Hi Mat,
This topic is continuation of this one. The problem was how PGI works with private arrays. So I had to convert private arrays to global arrays with an appropriate size. It dramatically increased memory requirements on CPU cite. So I’d like to extend those topic and ask:
What is the correct way to work with “private” arrays?

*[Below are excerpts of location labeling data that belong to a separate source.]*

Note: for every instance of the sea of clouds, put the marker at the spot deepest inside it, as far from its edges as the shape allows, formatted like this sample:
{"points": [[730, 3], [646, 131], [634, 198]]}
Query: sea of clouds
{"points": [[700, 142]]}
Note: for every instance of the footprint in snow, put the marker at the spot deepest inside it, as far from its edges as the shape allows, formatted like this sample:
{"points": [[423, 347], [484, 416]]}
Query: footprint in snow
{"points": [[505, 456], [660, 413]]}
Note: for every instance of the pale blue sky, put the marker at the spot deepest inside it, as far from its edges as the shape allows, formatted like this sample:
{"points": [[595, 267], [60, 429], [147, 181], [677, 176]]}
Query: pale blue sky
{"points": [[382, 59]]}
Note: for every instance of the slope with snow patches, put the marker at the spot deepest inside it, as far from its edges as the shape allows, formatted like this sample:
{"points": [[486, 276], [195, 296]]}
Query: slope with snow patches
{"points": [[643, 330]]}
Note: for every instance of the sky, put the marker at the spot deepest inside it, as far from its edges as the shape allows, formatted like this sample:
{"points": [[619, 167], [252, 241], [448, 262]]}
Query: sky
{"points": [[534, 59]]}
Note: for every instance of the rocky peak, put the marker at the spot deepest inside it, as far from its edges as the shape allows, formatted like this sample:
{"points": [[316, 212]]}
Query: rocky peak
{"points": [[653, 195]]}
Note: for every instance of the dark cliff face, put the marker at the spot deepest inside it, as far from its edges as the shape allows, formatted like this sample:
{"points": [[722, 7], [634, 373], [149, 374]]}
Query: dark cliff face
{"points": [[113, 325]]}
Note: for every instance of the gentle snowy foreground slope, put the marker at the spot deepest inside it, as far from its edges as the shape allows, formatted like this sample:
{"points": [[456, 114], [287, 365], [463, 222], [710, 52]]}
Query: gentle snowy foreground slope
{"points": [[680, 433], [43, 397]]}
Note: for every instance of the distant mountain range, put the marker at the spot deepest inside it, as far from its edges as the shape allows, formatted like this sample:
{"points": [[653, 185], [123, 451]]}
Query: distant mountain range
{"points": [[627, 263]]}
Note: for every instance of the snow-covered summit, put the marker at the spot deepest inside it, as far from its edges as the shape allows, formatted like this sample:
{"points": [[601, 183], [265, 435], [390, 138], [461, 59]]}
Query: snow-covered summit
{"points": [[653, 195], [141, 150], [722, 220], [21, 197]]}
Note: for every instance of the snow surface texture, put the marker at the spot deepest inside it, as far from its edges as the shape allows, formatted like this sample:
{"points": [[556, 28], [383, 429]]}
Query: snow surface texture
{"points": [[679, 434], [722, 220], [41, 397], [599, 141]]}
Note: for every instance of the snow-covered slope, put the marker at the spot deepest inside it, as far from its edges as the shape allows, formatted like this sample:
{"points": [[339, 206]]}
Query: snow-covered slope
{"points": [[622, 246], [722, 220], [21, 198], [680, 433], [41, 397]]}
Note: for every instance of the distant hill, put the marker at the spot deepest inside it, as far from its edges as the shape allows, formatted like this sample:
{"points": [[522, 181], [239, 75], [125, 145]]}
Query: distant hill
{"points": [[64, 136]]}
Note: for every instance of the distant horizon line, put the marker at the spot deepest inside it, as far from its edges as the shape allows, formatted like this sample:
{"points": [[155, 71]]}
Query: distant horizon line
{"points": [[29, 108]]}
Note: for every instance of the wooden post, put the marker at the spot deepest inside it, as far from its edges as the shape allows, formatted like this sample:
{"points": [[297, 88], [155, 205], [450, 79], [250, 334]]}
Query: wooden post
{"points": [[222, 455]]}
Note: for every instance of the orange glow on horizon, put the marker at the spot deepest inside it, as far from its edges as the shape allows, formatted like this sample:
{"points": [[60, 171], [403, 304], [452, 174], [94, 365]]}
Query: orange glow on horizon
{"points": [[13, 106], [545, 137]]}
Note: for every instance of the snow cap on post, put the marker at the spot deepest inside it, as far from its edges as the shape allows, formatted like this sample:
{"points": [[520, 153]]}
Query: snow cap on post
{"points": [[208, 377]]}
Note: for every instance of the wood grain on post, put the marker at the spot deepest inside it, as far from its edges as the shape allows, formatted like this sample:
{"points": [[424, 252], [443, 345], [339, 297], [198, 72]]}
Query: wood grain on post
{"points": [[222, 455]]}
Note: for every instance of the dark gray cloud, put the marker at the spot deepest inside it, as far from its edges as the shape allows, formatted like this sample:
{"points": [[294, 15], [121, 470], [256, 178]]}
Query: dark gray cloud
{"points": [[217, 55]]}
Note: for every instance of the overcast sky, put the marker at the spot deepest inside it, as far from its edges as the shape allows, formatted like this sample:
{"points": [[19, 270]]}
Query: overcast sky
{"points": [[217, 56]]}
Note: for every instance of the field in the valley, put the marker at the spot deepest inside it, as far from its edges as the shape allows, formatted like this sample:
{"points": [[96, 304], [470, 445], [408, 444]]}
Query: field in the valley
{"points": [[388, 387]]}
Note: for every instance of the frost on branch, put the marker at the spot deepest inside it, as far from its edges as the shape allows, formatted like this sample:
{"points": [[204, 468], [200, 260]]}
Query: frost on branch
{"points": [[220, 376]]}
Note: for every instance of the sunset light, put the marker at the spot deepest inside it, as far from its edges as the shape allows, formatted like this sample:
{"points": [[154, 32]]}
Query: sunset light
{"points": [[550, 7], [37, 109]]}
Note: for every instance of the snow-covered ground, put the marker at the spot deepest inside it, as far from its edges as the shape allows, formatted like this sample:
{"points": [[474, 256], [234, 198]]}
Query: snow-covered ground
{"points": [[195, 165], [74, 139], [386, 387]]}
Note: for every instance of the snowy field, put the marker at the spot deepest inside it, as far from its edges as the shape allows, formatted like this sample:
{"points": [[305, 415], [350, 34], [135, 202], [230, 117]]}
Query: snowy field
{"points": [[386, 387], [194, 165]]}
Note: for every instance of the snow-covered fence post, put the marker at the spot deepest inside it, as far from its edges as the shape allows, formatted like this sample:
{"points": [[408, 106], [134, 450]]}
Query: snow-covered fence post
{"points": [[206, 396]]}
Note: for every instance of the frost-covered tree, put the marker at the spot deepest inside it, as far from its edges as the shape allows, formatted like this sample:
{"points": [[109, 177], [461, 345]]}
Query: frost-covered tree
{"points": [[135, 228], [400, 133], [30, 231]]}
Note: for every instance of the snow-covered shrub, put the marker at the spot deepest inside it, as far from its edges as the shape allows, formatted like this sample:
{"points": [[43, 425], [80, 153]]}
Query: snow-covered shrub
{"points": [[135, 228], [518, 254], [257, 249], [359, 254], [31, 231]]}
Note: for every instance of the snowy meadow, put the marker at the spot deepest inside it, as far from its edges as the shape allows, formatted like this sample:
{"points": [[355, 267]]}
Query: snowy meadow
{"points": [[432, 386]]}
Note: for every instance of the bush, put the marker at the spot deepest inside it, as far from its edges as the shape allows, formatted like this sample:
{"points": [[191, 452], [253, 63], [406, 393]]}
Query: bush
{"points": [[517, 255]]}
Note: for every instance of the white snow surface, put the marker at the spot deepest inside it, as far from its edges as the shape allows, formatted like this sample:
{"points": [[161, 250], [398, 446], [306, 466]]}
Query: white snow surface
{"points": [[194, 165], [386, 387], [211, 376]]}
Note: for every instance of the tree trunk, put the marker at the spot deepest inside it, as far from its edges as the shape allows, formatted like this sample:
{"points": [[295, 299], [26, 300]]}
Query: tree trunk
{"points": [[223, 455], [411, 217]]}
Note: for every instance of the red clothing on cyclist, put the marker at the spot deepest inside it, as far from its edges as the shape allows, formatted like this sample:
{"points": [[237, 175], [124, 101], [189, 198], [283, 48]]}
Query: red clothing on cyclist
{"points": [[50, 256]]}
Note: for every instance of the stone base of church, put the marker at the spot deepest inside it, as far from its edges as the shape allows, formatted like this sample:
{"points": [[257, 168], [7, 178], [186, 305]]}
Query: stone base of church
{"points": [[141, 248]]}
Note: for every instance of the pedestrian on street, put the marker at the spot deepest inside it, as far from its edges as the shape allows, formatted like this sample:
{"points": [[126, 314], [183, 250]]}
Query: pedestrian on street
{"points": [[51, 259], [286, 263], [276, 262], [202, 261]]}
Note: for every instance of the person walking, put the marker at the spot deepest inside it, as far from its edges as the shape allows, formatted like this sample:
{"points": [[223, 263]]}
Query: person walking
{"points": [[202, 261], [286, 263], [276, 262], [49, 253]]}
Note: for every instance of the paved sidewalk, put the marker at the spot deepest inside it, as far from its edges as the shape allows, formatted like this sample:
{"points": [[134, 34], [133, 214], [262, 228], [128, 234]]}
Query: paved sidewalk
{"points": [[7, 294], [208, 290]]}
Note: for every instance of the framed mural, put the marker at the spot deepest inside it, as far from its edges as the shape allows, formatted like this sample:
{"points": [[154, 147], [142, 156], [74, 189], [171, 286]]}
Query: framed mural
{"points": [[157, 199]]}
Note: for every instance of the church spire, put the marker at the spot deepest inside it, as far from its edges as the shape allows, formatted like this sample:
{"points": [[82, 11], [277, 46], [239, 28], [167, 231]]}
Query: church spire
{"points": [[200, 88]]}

In my kernel I have hundred of private arrays. RHO, CPM, XXLV, XXLS is not full list. Those arrays are allocated on GPU with “acc data create” directive. Thus it takes much time for memory allocation and freeing. So I’d like to allocate big chunk of memory and split it among “private” arrays.
code example:
REAL, DIMENSION(ITS+ITE,JTS+JTE,KTS+KTE,4), TARGET :: TMP_BUF
REAL, DIMENSION(:,:,:), POINTER :: XXLS
REAL, DIMENSION(:,:,:), POINTER :: XXLV
REAL, DIMENSION(:,:,:), POINTER :: CPM
REAL, DIMENSION(:,:,:), POINTER :: RHO
...
!$acc kernels
!$acc loop independent collapse(2) gang vector(16)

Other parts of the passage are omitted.